How do you select the projects you support?
There is a list of criteria. One thing we look at is the potential impact of the research. We want to select projects with high potential impact. We also try to match projects to the expertise of our analysts and at the same time make sure that our collective know-how keeps expanding. Formally, one of our analysts is a specialist for the natural sciences and the other for the humanities, but in reality, we are collectively optimizing to work on interesting projects.
Who can particularly benefit from your assistance?
I think especially the humanities can benefit from working with us. While physicists and chemists have more access and knowledge about computation and data, people in the humanities are often sitting on piles of extremely exciting data but may lack awareness of the methods which can address their research questions. We want to identify these people and connect them with our data specialists. You could say that part of our mission is to evangelize the data-driven way of doing things.
Your team can provide cutting-edge data analytics. What kind of methods do you use?
In recent years, some fantastic research is happening with the help of data analytics across the board. A lot of our work is related to machine learning and deep learning in particular. We have expertise in developing artificial neural networks that can process all kinds of data from text and speech to images and video. But we also want to help with the fundamentals like solid statistics. Another thing we can do is visualize messy data in a way that helps researchers reason about it and extract findings, as well as present it to the public. In our ideal project, we would be included in the research early on so that we can give feedback on data collection, then process it, help figure out what matters and find the best way to visualize it.
How could the future collaboration between your analysts and the research groups look like?

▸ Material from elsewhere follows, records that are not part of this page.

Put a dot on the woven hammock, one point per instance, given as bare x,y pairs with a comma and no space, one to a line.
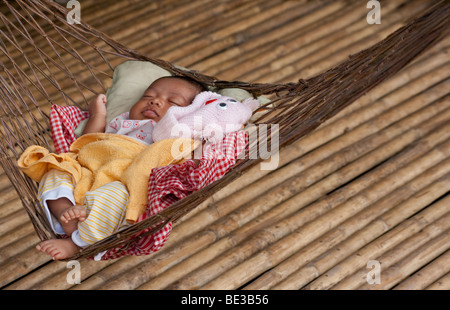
70,63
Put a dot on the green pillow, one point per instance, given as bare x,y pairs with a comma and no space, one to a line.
130,80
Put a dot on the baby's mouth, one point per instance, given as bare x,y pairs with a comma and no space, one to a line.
149,113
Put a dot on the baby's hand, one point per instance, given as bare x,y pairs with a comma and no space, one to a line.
97,108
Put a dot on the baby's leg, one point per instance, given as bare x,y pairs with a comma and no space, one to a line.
76,212
107,208
65,212
58,248
56,197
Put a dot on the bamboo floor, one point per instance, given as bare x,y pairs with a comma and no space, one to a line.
368,189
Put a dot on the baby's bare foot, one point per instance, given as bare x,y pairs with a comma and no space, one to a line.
101,99
58,248
76,212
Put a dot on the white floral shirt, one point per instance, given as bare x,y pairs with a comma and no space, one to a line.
137,129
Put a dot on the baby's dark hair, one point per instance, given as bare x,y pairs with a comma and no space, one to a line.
198,86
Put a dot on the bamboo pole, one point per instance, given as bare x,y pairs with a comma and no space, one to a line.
423,255
314,270
238,275
356,231
372,250
441,284
427,275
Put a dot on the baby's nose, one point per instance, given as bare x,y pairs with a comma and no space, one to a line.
157,101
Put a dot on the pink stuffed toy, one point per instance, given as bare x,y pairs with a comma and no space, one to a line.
209,117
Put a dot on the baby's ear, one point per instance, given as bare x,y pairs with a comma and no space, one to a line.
253,104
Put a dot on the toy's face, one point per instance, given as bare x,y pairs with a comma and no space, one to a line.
228,110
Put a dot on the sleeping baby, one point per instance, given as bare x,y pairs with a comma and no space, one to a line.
91,222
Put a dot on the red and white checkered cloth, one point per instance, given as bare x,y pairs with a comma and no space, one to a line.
166,184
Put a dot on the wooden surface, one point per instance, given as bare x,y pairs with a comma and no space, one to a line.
371,184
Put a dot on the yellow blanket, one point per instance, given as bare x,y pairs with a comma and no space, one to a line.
100,158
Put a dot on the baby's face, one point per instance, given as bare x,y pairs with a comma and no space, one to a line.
160,96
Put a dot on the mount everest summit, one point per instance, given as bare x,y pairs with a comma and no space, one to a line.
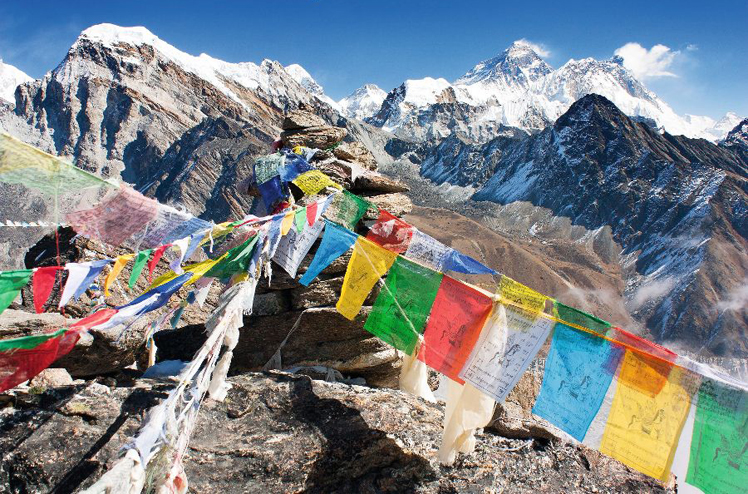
185,129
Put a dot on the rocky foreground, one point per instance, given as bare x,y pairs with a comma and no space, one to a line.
278,432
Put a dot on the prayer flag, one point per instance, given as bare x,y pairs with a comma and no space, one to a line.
404,304
42,284
578,372
719,446
119,264
646,416
335,242
455,323
140,261
368,263
391,232
11,283
427,250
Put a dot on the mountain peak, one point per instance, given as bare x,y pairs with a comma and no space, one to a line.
519,64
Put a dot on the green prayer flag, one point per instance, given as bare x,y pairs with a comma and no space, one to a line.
576,316
347,209
28,342
718,462
11,283
236,261
404,304
140,261
300,219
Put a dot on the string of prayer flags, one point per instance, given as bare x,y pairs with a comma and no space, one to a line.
347,209
119,265
460,263
11,283
647,415
495,365
42,283
140,261
25,357
335,242
578,373
718,460
80,278
368,264
580,318
25,165
157,255
116,218
426,250
313,182
294,166
294,247
402,307
235,261
457,317
391,232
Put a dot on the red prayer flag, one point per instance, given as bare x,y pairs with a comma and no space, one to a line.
391,232
311,213
457,317
42,283
154,260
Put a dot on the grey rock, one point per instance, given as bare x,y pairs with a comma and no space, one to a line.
321,137
284,433
301,119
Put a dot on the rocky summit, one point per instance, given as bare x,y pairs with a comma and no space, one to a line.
577,181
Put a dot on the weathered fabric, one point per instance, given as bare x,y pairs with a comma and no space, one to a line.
368,264
403,305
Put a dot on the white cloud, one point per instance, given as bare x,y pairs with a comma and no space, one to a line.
644,63
541,50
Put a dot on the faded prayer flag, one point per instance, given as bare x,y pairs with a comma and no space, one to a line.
427,250
454,326
11,283
578,373
117,218
294,247
719,446
497,372
647,415
347,209
391,232
335,242
30,167
368,264
404,304
460,263
580,318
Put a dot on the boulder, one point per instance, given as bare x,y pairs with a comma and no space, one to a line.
301,119
277,432
356,152
321,137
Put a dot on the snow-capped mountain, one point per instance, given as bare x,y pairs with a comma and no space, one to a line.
519,89
363,103
10,78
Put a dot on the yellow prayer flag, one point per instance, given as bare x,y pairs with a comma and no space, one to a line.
643,427
520,294
313,181
287,222
119,264
368,263
198,270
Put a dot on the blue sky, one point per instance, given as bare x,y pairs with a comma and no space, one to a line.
345,44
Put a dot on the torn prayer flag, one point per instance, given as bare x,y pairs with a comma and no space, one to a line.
335,242
368,264
403,305
457,317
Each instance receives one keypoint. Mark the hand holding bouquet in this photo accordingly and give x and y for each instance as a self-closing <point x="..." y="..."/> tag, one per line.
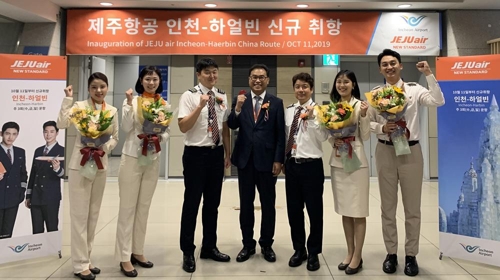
<point x="391" y="103"/>
<point x="337" y="119"/>
<point x="155" y="116"/>
<point x="93" y="126"/>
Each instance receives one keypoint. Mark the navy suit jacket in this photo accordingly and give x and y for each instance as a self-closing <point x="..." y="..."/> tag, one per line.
<point x="265" y="139"/>
<point x="44" y="186"/>
<point x="13" y="184"/>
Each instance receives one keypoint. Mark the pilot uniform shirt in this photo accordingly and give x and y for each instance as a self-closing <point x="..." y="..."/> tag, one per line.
<point x="309" y="133"/>
<point x="198" y="134"/>
<point x="417" y="95"/>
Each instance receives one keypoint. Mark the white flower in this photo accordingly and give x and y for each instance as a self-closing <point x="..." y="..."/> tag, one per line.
<point x="94" y="119"/>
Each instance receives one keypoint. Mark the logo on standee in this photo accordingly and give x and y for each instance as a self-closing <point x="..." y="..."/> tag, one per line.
<point x="19" y="248"/>
<point x="413" y="21"/>
<point x="470" y="249"/>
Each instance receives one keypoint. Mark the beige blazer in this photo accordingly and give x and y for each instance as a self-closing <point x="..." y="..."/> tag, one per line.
<point x="362" y="134"/>
<point x="131" y="125"/>
<point x="63" y="122"/>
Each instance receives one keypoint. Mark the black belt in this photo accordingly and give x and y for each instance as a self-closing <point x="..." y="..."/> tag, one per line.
<point x="303" y="160"/>
<point x="410" y="143"/>
<point x="203" y="147"/>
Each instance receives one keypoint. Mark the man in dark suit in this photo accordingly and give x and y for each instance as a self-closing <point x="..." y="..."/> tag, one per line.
<point x="12" y="183"/>
<point x="43" y="196"/>
<point x="259" y="153"/>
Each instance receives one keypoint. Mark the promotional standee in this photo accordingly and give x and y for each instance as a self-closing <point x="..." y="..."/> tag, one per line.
<point x="32" y="92"/>
<point x="469" y="168"/>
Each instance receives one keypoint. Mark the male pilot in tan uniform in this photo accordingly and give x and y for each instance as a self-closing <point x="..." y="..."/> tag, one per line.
<point x="407" y="169"/>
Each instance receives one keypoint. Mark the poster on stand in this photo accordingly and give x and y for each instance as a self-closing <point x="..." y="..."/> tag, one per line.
<point x="469" y="158"/>
<point x="32" y="156"/>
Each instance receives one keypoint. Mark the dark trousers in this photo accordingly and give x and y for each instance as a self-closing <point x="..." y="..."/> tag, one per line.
<point x="248" y="178"/>
<point x="203" y="174"/>
<point x="47" y="215"/>
<point x="7" y="221"/>
<point x="304" y="185"/>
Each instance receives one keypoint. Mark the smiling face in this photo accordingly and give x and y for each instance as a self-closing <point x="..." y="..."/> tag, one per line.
<point x="344" y="87"/>
<point x="150" y="82"/>
<point x="258" y="80"/>
<point x="208" y="76"/>
<point x="98" y="90"/>
<point x="390" y="68"/>
<point x="50" y="134"/>
<point x="303" y="91"/>
<point x="9" y="136"/>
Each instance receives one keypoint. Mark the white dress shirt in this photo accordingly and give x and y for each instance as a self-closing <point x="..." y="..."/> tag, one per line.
<point x="132" y="126"/>
<point x="309" y="133"/>
<point x="262" y="96"/>
<point x="417" y="95"/>
<point x="198" y="134"/>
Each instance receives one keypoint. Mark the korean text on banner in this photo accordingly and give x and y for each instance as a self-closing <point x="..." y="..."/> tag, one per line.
<point x="469" y="177"/>
<point x="32" y="90"/>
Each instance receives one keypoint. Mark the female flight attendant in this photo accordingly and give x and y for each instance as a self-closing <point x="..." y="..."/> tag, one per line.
<point x="351" y="190"/>
<point x="137" y="181"/>
<point x="85" y="195"/>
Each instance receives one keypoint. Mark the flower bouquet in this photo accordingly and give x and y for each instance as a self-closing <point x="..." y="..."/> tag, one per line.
<point x="155" y="116"/>
<point x="390" y="102"/>
<point x="93" y="126"/>
<point x="337" y="119"/>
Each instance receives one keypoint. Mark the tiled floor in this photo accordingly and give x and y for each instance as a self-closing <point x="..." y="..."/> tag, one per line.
<point x="162" y="243"/>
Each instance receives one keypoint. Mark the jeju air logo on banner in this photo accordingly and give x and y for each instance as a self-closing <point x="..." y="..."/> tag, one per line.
<point x="408" y="33"/>
<point x="469" y="206"/>
<point x="32" y="67"/>
<point x="231" y="32"/>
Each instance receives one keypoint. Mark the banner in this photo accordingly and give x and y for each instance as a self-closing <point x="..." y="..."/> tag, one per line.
<point x="32" y="92"/>
<point x="469" y="158"/>
<point x="133" y="32"/>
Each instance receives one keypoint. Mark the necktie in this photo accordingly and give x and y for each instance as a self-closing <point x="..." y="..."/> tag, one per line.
<point x="212" y="118"/>
<point x="293" y="130"/>
<point x="256" y="108"/>
<point x="9" y="155"/>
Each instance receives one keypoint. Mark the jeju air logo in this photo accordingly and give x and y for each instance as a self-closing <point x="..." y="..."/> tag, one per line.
<point x="19" y="248"/>
<point x="469" y="249"/>
<point x="413" y="21"/>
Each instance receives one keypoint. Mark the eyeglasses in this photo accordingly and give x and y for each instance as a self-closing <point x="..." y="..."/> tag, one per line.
<point x="260" y="78"/>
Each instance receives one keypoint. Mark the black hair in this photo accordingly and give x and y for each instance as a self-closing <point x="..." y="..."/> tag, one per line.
<point x="50" y="123"/>
<point x="8" y="125"/>
<point x="335" y="95"/>
<point x="306" y="77"/>
<point x="97" y="76"/>
<point x="388" y="52"/>
<point x="148" y="70"/>
<point x="205" y="63"/>
<point x="258" y="66"/>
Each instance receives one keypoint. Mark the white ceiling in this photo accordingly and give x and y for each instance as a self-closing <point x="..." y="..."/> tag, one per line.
<point x="45" y="10"/>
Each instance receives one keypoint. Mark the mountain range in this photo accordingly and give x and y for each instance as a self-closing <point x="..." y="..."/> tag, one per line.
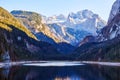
<point x="71" y="29"/>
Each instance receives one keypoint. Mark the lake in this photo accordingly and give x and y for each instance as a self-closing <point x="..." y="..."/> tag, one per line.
<point x="59" y="71"/>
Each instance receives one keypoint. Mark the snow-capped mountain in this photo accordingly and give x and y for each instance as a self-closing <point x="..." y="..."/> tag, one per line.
<point x="112" y="29"/>
<point x="76" y="26"/>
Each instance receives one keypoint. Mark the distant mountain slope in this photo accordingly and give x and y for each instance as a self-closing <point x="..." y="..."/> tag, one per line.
<point x="75" y="26"/>
<point x="18" y="43"/>
<point x="33" y="22"/>
<point x="108" y="46"/>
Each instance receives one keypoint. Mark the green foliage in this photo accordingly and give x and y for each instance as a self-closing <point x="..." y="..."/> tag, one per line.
<point x="6" y="19"/>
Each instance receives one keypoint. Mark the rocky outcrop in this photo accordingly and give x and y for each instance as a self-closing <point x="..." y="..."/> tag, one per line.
<point x="112" y="29"/>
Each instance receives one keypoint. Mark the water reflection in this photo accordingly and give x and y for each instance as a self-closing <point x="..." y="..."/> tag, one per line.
<point x="86" y="72"/>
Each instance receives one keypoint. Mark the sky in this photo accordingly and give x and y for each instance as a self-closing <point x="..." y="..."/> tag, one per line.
<point x="56" y="7"/>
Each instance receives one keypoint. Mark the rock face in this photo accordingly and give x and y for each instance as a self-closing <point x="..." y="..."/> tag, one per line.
<point x="108" y="47"/>
<point x="112" y="29"/>
<point x="115" y="10"/>
<point x="76" y="26"/>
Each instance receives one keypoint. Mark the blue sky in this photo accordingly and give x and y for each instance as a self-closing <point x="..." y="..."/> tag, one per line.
<point x="52" y="7"/>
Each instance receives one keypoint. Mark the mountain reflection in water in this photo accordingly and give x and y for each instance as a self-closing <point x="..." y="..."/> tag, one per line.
<point x="84" y="72"/>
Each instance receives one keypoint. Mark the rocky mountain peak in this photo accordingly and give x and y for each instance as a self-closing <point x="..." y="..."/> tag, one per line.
<point x="115" y="10"/>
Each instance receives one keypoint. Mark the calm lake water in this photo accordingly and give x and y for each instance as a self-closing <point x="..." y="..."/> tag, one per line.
<point x="41" y="71"/>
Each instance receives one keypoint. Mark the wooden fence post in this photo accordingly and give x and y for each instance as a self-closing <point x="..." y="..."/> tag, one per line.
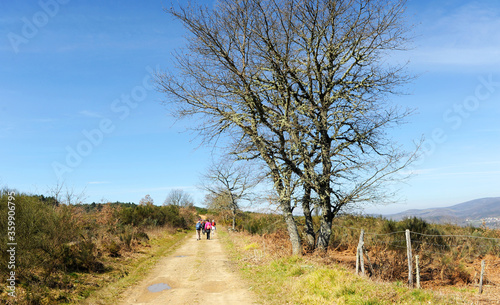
<point x="408" y="252"/>
<point x="481" y="278"/>
<point x="359" y="254"/>
<point x="418" y="271"/>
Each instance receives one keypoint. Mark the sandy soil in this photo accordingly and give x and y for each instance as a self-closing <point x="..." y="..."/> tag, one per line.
<point x="197" y="272"/>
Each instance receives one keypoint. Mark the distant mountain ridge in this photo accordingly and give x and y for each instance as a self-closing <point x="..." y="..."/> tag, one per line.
<point x="473" y="212"/>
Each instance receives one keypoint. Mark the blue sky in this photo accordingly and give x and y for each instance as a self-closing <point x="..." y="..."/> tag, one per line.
<point x="77" y="103"/>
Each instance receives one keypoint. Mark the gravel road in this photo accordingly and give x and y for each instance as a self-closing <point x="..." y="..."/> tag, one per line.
<point x="196" y="272"/>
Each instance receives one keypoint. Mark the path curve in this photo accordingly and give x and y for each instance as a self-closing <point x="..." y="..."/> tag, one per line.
<point x="196" y="272"/>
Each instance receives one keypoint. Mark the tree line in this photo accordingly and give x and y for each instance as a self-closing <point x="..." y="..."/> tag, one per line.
<point x="302" y="89"/>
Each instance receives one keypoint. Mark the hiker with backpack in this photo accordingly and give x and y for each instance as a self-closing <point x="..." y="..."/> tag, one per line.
<point x="199" y="225"/>
<point x="213" y="227"/>
<point x="208" y="226"/>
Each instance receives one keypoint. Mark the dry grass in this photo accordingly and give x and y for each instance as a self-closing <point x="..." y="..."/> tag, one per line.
<point x="279" y="278"/>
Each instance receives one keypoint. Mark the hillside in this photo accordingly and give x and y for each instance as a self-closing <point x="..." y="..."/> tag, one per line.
<point x="472" y="212"/>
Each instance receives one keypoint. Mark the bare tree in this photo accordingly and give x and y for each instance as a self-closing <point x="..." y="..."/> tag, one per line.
<point x="179" y="198"/>
<point x="303" y="86"/>
<point x="146" y="200"/>
<point x="228" y="185"/>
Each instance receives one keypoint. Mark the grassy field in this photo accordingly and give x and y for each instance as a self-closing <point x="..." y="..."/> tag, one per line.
<point x="282" y="279"/>
<point x="133" y="269"/>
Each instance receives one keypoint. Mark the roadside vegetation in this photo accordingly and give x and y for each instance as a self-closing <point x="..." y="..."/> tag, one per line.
<point x="66" y="252"/>
<point x="449" y="274"/>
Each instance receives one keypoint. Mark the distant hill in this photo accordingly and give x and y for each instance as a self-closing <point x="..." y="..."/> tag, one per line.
<point x="472" y="212"/>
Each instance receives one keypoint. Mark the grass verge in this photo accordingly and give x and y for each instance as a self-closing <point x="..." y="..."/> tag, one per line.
<point x="131" y="270"/>
<point x="302" y="280"/>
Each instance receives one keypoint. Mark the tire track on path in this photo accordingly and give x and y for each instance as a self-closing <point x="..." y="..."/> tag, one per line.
<point x="196" y="272"/>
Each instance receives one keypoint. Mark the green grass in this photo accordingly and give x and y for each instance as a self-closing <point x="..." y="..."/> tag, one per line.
<point x="297" y="280"/>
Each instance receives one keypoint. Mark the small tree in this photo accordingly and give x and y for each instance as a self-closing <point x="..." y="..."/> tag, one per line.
<point x="179" y="198"/>
<point x="228" y="185"/>
<point x="147" y="200"/>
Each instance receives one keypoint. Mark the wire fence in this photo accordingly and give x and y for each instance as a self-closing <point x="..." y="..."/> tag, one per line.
<point x="443" y="259"/>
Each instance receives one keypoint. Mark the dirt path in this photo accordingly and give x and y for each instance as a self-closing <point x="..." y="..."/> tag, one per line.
<point x="177" y="278"/>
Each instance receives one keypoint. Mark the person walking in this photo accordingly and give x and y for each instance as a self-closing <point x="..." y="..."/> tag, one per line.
<point x="198" y="229"/>
<point x="208" y="226"/>
<point x="213" y="227"/>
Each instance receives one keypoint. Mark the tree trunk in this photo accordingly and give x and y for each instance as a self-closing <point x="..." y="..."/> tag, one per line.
<point x="234" y="218"/>
<point x="306" y="207"/>
<point x="325" y="229"/>
<point x="293" y="232"/>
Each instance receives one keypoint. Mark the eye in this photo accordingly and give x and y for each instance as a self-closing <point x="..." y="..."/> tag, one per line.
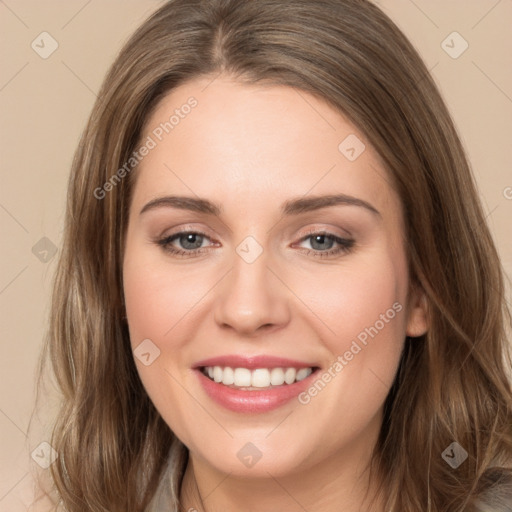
<point x="324" y="244"/>
<point x="190" y="243"/>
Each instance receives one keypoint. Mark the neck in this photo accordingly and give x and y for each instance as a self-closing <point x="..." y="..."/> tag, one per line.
<point x="340" y="481"/>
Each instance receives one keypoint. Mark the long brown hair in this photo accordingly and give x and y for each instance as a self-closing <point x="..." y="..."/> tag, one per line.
<point x="453" y="383"/>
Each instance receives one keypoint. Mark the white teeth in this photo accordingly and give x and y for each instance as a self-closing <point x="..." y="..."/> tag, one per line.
<point x="228" y="376"/>
<point x="289" y="375"/>
<point x="217" y="374"/>
<point x="303" y="373"/>
<point x="276" y="376"/>
<point x="258" y="378"/>
<point x="242" y="377"/>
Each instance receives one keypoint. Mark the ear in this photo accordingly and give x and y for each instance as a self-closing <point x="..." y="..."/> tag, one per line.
<point x="417" y="313"/>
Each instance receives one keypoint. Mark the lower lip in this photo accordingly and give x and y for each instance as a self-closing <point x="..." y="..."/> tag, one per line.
<point x="241" y="401"/>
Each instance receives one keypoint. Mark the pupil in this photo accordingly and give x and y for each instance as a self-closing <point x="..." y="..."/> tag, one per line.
<point x="319" y="240"/>
<point x="193" y="239"/>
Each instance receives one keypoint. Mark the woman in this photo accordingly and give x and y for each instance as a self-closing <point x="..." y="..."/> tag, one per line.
<point x="211" y="353"/>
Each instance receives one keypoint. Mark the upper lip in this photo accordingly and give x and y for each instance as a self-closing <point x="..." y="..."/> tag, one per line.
<point x="253" y="362"/>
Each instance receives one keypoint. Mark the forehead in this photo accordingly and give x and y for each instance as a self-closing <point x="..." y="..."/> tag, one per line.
<point x="256" y="145"/>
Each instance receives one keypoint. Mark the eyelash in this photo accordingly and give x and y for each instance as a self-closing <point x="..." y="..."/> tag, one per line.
<point x="345" y="245"/>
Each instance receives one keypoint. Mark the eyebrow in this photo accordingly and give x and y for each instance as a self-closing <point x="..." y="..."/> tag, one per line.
<point x="290" y="207"/>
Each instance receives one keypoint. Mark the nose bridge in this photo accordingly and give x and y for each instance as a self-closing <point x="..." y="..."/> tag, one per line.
<point x="250" y="295"/>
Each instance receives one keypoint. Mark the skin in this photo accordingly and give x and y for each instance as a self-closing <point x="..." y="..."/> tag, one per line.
<point x="250" y="148"/>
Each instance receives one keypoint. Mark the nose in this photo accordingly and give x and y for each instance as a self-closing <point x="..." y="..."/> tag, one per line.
<point x="252" y="298"/>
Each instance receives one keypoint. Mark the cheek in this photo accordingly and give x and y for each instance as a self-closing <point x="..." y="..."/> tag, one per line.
<point x="156" y="299"/>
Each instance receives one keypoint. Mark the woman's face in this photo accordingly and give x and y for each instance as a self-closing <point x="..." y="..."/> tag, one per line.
<point x="294" y="263"/>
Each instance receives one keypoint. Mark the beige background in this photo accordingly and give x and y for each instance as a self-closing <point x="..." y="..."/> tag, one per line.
<point x="45" y="104"/>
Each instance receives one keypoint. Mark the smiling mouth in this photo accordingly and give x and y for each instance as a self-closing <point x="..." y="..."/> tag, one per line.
<point x="246" y="379"/>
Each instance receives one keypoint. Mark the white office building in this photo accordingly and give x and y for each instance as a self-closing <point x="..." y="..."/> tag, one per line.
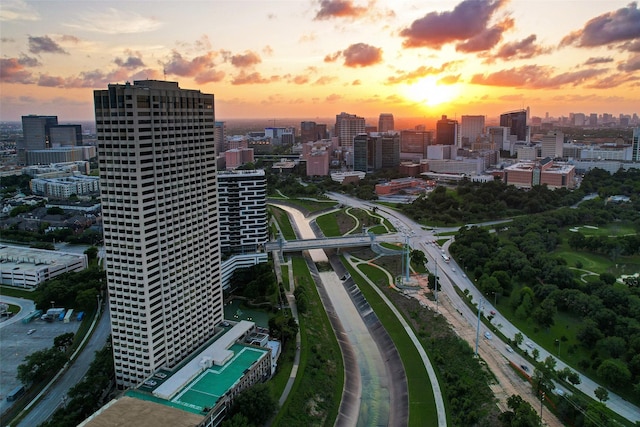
<point x="242" y="201"/>
<point x="160" y="215"/>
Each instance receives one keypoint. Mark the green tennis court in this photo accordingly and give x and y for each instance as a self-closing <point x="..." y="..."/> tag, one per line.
<point x="207" y="387"/>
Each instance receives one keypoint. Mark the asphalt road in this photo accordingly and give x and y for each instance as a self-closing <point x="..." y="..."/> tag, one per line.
<point x="53" y="397"/>
<point x="450" y="275"/>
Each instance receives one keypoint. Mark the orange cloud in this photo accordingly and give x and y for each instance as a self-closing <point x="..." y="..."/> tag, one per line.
<point x="339" y="9"/>
<point x="248" y="59"/>
<point x="535" y="77"/>
<point x="468" y="19"/>
<point x="422" y="71"/>
<point x="619" y="26"/>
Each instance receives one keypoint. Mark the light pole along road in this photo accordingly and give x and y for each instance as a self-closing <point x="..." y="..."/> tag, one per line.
<point x="420" y="238"/>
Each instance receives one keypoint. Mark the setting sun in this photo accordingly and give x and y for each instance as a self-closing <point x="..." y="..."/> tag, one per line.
<point x="430" y="93"/>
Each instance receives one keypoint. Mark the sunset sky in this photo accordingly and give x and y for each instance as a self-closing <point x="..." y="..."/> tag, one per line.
<point x="317" y="58"/>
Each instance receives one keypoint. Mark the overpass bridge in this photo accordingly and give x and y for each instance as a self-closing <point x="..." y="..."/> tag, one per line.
<point x="351" y="241"/>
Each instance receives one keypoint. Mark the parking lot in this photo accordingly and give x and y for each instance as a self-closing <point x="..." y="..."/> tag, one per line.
<point x="16" y="343"/>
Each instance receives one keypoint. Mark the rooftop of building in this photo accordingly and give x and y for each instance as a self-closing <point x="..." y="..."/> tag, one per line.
<point x="23" y="259"/>
<point x="184" y="396"/>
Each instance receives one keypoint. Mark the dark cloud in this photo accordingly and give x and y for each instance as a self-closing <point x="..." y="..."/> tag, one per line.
<point x="97" y="78"/>
<point x="362" y="55"/>
<point x="132" y="61"/>
<point x="51" y="81"/>
<point x="598" y="60"/>
<point x="147" y="74"/>
<point x="522" y="49"/>
<point x="450" y="79"/>
<point x="333" y="57"/>
<point x="324" y="80"/>
<point x="28" y="61"/>
<point x="468" y="19"/>
<point x="619" y="26"/>
<point x="210" y="76"/>
<point x="12" y="70"/>
<point x="613" y="81"/>
<point x="69" y="39"/>
<point x="252" y="78"/>
<point x="182" y="67"/>
<point x="339" y="9"/>
<point x="486" y="39"/>
<point x="248" y="59"/>
<point x="418" y="73"/>
<point x="45" y="44"/>
<point x="535" y="77"/>
<point x="631" y="64"/>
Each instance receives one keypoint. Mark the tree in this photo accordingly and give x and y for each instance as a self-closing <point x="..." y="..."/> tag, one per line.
<point x="518" y="338"/>
<point x="91" y="253"/>
<point x="40" y="365"/>
<point x="614" y="372"/>
<point x="521" y="414"/>
<point x="602" y="394"/>
<point x="62" y="342"/>
<point x="256" y="403"/>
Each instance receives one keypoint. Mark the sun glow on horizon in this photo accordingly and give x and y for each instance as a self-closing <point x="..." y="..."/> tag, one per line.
<point x="430" y="93"/>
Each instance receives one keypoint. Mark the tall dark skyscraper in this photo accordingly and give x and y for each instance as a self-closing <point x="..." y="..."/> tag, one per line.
<point x="446" y="131"/>
<point x="517" y="122"/>
<point x="36" y="134"/>
<point x="160" y="217"/>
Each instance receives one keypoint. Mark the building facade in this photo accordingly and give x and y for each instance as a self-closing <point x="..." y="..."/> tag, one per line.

For us, this is really a scientific endeavor. That means, we are offering a service, but we also want to be involved in the science rather than being guns for hire to run specific analyses. If someone already knows exactly what sort of analysis they want and they just need someone to do the pedestrian work then we are probably not the right people to partner with. One important mode of collaboration is via the notion of embedded analysts: we are keen on collaborating on funding applications as the “data” partner, and in general, we can help with preparing the data-related parts of grant proposals. The data analysts funded by these proposals could be hosted in CeDA which is a triple win for the principal investigator, the analyst, and us.
Center for Data Analytics
The Center for Data Analytics CeDA is funded by the University of Basel and offers cutting-edge data analytics for University researchers and their partners. It also aims to raise awareness of the potential of data-driven science. Its director, Ivan Dokmanić, is a professor for data analytics at the Department of Mathematics and Computer Science where he also conducts research on theory and applications of scientific machine learning.
The other members of the management team are the Coordinator Geoffrey Fucile, a bioinformatician at the Center for Scientific Computing, and Gerhard Lauer, Professor for Digital Humanities at the Digital Humanities Lab. Currently two analysts are working on three projects with several more projects already in the pipeline.